Print lines meet requirement


 
Thread Tools Search this Thread
Top Forums UNIX for Dummies Questions & Answers Print lines meet requirement
# 1  
Old 10-20-2014
Print lines meet requirement

Dear Masters,

I have 2 files input below

file1
Code:
8269229289|CROATIA|LUX
8269229412|ASIA|LUX
8269229371|EUROPE|LUX
8269229355|LANE|LUX
8269229469|SWISS|LUX
8269229477|HAMBURG|LUX
8269229484|EGYPT|LUX
8269229485|GERMANY|LUX
8269229498|CROATIA|LUX

File2
Code:
8269229289|1100100020
8269229289|1100100122
8269229412|1100100128
82160398467|1100100140
8269229412|1100100195
8269229412|1100100202
8269229355|1100100550
8269229484|1100100568
8269229484|1100100612

I need to print file 1 based on occurence in file 2, so my output should like
Code:
8269229289|CROATIA|LUX|1100100020
8269229289|CROATIA|LUX|1100100122
8269229412|ASIA|LUX|1100100128
8269229371|EUROPE|LUX|
8269229355|LANE|LUX|1100100550
8269229469|SWISS|LUX|
8269229477|HAMBURG|LUX|
8269229484|EGYPT|LUX|1100100568
8269229484|EGYPT|LUX|1100100612
8269229485|GERMANY|LUX|
8269229498|CROATIA|LUX|

8269229289 will appear twice because in file2, 8269229289 also appears twice


I did this
Code:
awk -F'|' 'NR==FNR {h[$1] = $2; next} {FS=OFS="|";print $0,h[$1]}'

but the lines only appear once

Please Help
# 2  
Old 10-20-2014
Try

Code:
awk 'NR==FNR{
		h[$1] =( $1 in h ) ? h[$1] OFS $2 : $2
		next
            }
            {
		if(split(h[$1],part,OFS)>1)
		{ 
			for(i in part)
			{	
				print $0 OFS part[i]
			}
			next			
		} 
		print $0,(length(h[$1])?h[$1]:"Empty")
	    }
     ' FS="|" OFS="|" file2 file1

This User Gave Thanks to Akshay Hegde For This Post:
# 3  
Old 10-20-2014
oh my gosh..
can you explain step by step.
it works
# 4  
Old 10-20-2014
Quote:
Originally Posted by radius
oh my gosh..
can you explain step by step.
it works
Code:
awk 'NR==FNR{
		# Read file2 first and then
		# create hash using column1 ($1) as index and column2 ($2) as element
		# if index $1 is already exists then append current line $2 to existing element
		# where separator between old element and new element is OFS

		h[$1] =( $1 in h ) ? h[$1] OFS $2 : $2

		# Stop processing go to next line
		next
            }
           {
		# Here we read file1
		# split(string, array, fieldsep)
   		# This divides string into pieces separated by fieldsep, and stores the pieces in array and
		# returns the number of elements created
		# if elements created is greater than 1, then we have some more elements yet to print

		if(split(h[$1],part,OFS)>1)
		{ 
			# start looking through array part
			for(i in part)
			{	
				# print current line OFS and array element
				print $0 OFS part[i]
			}
			# stop processing go to next line
			next			
		} 

		# print current line OFS and content of hash h, for index $1
		# if length of element is zero then print string "empty"
		print $0,(length(h[$1])?h[$1]:"Empty")
		
		
	    }
     ' FS="|" OFS="|" file2 file1

# 5  
Old 10-20-2014
Why doesn't "8269229412" show up thrice in your sample output file?

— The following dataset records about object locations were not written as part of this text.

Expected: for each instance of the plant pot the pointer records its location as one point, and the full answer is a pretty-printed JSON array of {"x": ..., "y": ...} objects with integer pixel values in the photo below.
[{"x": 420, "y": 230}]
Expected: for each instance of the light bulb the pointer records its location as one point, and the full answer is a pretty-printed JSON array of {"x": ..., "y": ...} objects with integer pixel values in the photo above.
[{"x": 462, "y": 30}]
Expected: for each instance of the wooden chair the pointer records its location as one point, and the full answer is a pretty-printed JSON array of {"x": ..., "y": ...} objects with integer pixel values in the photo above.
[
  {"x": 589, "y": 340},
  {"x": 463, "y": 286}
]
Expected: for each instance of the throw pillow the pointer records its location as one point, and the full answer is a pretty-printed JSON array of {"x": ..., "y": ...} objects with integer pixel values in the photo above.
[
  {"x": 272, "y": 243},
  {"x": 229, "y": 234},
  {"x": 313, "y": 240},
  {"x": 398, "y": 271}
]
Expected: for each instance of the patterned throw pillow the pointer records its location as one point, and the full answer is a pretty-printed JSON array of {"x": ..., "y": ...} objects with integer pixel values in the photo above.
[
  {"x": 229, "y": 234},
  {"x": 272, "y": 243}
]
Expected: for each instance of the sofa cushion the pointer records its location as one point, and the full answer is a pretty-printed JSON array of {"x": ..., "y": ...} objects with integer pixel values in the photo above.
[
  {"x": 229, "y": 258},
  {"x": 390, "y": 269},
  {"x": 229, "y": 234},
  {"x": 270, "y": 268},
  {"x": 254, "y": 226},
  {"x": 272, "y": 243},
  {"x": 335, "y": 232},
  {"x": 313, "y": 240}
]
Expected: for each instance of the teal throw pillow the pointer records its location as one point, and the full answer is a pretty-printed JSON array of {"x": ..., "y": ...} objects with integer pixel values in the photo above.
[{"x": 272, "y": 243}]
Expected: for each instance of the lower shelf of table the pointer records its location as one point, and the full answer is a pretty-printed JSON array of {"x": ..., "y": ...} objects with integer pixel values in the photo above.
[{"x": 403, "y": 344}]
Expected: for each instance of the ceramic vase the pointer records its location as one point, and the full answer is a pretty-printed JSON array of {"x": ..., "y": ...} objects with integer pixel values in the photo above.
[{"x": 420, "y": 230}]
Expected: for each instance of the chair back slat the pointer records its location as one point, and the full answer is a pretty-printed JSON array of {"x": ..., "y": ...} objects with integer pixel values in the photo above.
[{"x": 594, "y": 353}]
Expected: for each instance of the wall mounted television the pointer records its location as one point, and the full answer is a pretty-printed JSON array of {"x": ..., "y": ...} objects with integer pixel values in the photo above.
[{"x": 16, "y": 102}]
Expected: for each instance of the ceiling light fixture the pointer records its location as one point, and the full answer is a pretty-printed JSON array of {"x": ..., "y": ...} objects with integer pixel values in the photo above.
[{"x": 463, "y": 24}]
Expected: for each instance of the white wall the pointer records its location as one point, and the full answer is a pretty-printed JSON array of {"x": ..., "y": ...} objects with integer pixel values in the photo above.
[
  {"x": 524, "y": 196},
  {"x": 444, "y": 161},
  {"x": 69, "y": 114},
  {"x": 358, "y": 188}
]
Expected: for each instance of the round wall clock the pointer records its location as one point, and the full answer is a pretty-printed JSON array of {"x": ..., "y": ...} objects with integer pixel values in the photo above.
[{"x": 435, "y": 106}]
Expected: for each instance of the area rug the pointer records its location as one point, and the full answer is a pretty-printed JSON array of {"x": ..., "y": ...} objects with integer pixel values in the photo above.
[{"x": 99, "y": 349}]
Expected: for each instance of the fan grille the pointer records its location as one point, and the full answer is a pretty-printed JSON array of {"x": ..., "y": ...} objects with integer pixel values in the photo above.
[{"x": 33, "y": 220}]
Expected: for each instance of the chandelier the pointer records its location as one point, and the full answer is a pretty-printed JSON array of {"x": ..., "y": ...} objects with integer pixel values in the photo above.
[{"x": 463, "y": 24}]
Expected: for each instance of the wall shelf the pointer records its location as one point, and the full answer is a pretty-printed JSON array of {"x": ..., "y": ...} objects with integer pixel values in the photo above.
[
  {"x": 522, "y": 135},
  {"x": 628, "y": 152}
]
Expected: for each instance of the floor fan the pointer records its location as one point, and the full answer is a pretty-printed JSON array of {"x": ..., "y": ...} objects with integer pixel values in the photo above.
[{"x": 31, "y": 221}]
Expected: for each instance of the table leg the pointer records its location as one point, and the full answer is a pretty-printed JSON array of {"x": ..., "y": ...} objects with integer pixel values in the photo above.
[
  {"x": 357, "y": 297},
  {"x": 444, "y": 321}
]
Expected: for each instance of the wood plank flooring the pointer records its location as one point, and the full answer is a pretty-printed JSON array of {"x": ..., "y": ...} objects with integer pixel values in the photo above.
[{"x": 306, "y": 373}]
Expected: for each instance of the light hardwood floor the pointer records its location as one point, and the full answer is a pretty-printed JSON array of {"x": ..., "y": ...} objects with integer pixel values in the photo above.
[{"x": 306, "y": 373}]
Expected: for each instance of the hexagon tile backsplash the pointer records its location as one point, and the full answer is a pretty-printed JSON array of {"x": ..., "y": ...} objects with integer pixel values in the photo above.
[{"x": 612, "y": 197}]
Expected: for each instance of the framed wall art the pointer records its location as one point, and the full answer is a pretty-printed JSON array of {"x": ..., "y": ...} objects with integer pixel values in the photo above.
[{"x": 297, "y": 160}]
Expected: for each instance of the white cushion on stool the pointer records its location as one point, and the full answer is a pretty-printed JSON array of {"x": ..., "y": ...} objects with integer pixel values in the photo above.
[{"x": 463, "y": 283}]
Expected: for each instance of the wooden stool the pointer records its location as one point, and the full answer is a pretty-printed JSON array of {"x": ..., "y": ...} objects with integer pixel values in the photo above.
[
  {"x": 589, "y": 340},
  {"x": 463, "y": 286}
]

Try (adapting your own approach):
Code:
awk     'NR==FNR        {h[$1] = $0; next}
         $1 in h        {print h[$1],$NF; N[$1]}
         END            {for (i in h) if (!(i in N)) print h[i]}
        ' FS=\| OFS=\| file1 file2
8269229289|CROATIA|LUX|1100100020
8269229289|CROATIA|LUX|1100100122
8269229412|ASIA|LUX|1100100128
8269229412|ASIA|LUX|1100100195
8269229412|ASIA|LUX|1100100202
8269229355|LANE|LUX|1100100550
8269229484|EGYPT|LUX|1100100568
8269229484|EGYPT|LUX|1100100612
8269229371|EUROPE|LUX
8269229469|SWISS|LUX
8269229477|HAMBURG|LUX
8269229485|GERMANY|LUX
8269229498|CROATIA|LUX

@Akshay Hegde: your approach seems to print extra lines:
Code:
8269229289|CROATIA|LUX|
8269229289|CROATIA|LUX|1100100020
8269229289|CROATIA|LUX|1100100122
etc.


Last edited by RudiC; 10-20-2014 at 10:21 AM..
# 6  
Old 10-20-2014
How about

Code:
 
awk -F'|' 'NR==FNR{a[$1]=$0;next}{for (i in a) gsub(i,a[i])}1' file2 file1

# 7  
Old 10-20-2014
Hello radius,

Following may help you but it has limitation of being used only for the shown input as I have hardcoded the number of lines in solution but may be helpful.( Working on how to get number of lines of all input files so that there should not be a need to hardcode it).

Code:
awk -F"|" 'FNR==NR{A[$1]=$0;next} NR>=10 && NR<=18($1 in A && A[$1]){if(A[$1]){print A[$1] OFS $2;next}} NR>18($1 in A){delete A[$1];next} END{for(r in A){print A[r]}}' OFS="|"  file1 file2 file2

As of now it will work only for given input, I am tryingto get the without hardcoding one solution.

Hello senhia83,
Quote:
How about

awk -F'|' 'NR==FNR{a[$1]=$0;next}{for (i in a) gsub(i,a[i])}1' file2 file1
This is not giving as requested output by OP.


Thanks,
R. Singh
 
Login or Register to Ask a Question

Previous Thread | Next Thread

10 More Discussions You Might Find Interesting

1. UNIX for Beginners Questions & Answers

Print number of lines for files in directory, also print number of unique lines

I have a directory of files, I can show the number of lines in each file and order them from lowest to highest with: wc -l *|sort 15263 Image.txt 16401 reference.txt 40459 richtexteditor.txt How can I also print the number of unique lines in each file? 15263 1401 Image.txt 16401... (15 Replies)
Discussion started by: spacegoose
15 Replies

2. Shell Programming and Scripting

awk to print lines that meet conditions and have value in another file

I am trying to use awk to print lines that satisfy either of the two conditions below: condition 1: $2 equals CNV and the split of $3, the value in red, is greater than or equal to 4. ---- this is a or so I think condition 2: $2 equals CNV and the split of $3, the value in red --- this is a... (4 Replies)
Discussion started by: cmccabe
4 Replies

3. Shell Programming and Scripting

Print header and lines that meet both conditions in awk

In the awk below I am trying to print only the header lines starting with # or ## and the lines that $7 is PASS and AF= is less than 5%. The awk does execute but returns an empty file and I am not sure what I am doing wrong. Thank you. file ... (0 Replies)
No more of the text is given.